Book Read Free

Becoming Jane Eyre

Page 16

by Sheila Kohler


  She is even assigned a personal maid, who is willing to help her undress and manage her hair if she so desires, and who will even bring up her meals if she does not have the courage or the energy to go downstairs and face a room full of guests. She can choose to lie at her ease with a book or sit up at the writing table and correct her proofs.

  Sometimes Mrs. Smith knocks on the door, having carried up the tray herself, bringing some delicious dish she has ordered especially for her. “May I come in?” she says, peering round the door, coming and sitting on the bed beside her and chatting in her comfortable way. “You must bear up, my dear. You must not give way to despair. Your work is so important to us, to everyone.” She speaks and pats her on the cheek. Charlotte feels spoiled, watched over, cosseted, for the first time in her life.

  Sitting at the fine dining table decked with silver, delicious dishes, and peonies mixed with lilac, below a brilliant candelabra and on the left of a white-haired, distinguished member of the aristocracy who is making desperate attempts to draw her into the conversation, she remembers her wretched days as a teacher at Roe Head and as a governess. Here she is the one who sits, half-listening to the man at her side who is trying to impress her with an idea for a book he is attempting to write—“If I only had the time, I’m convinced I could do it,” he says.

  “Perhaps,” she says, looking at him.

  She remembers the large number of ladies and gentlemen sprawled on the velvet sofas of the grand house or sauntering about in the park, coming and going bewilderingly, or presiding in the evening at the dining table in their black ties, jewelry, and décolletés. When the gaze of one of them happened to fall on her as she walked against the walls, it seemed he or she saw nothing, less than nothing.

  She recalls that first dreadful breakfast with the small children who would not sit in their seats and how rudely they shouted at her: “You are a servant and stupid!” How she was spurned and looked down upon. How rude the children were to her.

  Here, George’s younger sisters and brother are extremely polite. They bring flowers for her room, curtsy, and shake her hand. The youngest, a pretty little girl who has taken a particular liking to her, takes her gently by the hand and asks her to read to her from a favorite book.

  When Charlotte rises from the table and goes into the drawing room, all eyes turn to her, not so much with admiration but with interest. They stare at her with curiosity. Some of them appear embarrassed. They notice her in her gray-pink dress, the light in her smoothly coiffed hair. She enjoys this attention in a shameless, childish way she cannot remember feeling since she was a girl. There is something exquisite at being wondered about.

  She spots the children’s governess, the Fraulein, sitting shyly with her sewing in the shadows of an alcove.

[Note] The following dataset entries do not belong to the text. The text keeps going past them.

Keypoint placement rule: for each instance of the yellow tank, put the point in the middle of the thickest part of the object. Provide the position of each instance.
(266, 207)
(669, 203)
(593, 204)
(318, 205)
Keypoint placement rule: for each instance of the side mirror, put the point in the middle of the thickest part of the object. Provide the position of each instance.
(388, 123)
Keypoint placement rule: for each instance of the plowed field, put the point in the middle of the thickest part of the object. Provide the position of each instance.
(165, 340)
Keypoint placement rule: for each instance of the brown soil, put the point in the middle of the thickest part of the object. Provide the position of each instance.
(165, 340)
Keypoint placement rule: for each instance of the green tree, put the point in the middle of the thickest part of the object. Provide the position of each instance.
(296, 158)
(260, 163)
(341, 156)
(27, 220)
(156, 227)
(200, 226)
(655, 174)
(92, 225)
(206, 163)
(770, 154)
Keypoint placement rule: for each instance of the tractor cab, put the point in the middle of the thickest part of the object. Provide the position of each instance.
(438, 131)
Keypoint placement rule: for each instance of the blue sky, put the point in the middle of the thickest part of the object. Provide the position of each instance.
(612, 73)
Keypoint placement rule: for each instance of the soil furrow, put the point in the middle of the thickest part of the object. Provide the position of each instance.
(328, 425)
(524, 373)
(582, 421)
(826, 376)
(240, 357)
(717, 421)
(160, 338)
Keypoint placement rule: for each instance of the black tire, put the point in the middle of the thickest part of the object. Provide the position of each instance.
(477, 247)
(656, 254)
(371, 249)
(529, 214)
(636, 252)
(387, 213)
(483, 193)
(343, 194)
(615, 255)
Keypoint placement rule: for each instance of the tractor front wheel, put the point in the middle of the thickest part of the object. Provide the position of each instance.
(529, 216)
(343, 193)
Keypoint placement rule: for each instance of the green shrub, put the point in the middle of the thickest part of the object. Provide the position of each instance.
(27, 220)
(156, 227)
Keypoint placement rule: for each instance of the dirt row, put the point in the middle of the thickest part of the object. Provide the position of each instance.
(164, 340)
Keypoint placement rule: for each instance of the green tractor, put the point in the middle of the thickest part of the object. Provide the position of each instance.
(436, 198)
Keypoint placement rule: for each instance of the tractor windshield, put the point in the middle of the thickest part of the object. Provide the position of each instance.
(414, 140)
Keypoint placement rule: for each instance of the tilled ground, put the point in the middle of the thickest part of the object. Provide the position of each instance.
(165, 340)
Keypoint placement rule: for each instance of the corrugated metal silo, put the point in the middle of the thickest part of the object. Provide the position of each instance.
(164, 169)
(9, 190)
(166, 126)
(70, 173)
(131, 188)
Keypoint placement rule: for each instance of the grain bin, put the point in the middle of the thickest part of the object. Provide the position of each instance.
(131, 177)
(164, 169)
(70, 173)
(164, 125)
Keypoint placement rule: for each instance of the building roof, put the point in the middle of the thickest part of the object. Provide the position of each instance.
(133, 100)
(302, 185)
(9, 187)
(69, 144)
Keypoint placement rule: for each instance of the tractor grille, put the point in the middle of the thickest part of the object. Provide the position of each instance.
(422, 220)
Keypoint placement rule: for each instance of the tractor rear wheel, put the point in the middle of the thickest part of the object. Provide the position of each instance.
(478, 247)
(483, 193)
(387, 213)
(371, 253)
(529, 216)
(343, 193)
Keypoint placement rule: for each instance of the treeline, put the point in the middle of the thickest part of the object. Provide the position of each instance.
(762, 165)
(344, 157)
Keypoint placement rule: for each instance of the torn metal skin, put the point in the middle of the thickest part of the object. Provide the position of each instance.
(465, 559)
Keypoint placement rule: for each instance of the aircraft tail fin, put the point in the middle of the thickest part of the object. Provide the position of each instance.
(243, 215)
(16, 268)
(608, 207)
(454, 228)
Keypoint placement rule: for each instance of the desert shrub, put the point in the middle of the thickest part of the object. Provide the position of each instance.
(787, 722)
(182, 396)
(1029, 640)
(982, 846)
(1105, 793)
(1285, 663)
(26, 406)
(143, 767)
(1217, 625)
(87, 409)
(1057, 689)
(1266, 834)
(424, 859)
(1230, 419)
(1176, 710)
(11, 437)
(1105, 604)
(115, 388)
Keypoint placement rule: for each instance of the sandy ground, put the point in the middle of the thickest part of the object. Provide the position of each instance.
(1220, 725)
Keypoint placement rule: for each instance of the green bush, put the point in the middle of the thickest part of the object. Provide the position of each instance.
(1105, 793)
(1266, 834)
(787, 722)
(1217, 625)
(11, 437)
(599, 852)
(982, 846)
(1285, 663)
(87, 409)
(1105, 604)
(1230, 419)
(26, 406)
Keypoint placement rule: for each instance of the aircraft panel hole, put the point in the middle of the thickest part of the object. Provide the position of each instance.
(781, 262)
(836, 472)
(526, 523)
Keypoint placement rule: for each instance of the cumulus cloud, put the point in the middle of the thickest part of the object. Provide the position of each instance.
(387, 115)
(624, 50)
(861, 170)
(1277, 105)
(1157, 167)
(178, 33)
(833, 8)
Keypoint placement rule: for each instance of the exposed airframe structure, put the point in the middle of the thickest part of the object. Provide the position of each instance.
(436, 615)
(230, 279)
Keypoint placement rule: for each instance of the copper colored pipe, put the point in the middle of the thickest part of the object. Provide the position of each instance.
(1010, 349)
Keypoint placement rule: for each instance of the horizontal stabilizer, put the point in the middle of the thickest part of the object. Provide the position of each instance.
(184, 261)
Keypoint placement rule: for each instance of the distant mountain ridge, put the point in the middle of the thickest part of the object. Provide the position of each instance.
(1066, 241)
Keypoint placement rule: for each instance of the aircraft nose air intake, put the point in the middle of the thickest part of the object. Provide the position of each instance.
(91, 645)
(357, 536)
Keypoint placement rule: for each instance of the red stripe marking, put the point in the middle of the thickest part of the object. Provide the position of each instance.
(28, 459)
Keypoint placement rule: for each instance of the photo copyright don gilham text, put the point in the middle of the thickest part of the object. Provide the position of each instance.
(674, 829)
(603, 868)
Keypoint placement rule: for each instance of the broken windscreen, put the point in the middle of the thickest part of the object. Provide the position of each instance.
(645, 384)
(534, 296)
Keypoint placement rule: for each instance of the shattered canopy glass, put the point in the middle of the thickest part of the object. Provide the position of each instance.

She makes a point of singling her out, sitting next to her, and talking to her at length, remembering her wretched days in that position. “You must miss your home,” she says. “Do you have brothers and sisters?” she asks with longing. “Tell me about them.” But she is not left on her own with the Fraulein for long. Because of her Jane Eyre, everyone has come to the dinner to converse with her. They seek her out. It is she who has to put at ease the young, pretty woman in a pink dress who has come up to her and is stammering and shaking before her. “Your book was so b-b-b-beautiful,” she tells her. “I felt as if I was reading my own story.”

  “What a lovely thing to say. How kind of you,” she says.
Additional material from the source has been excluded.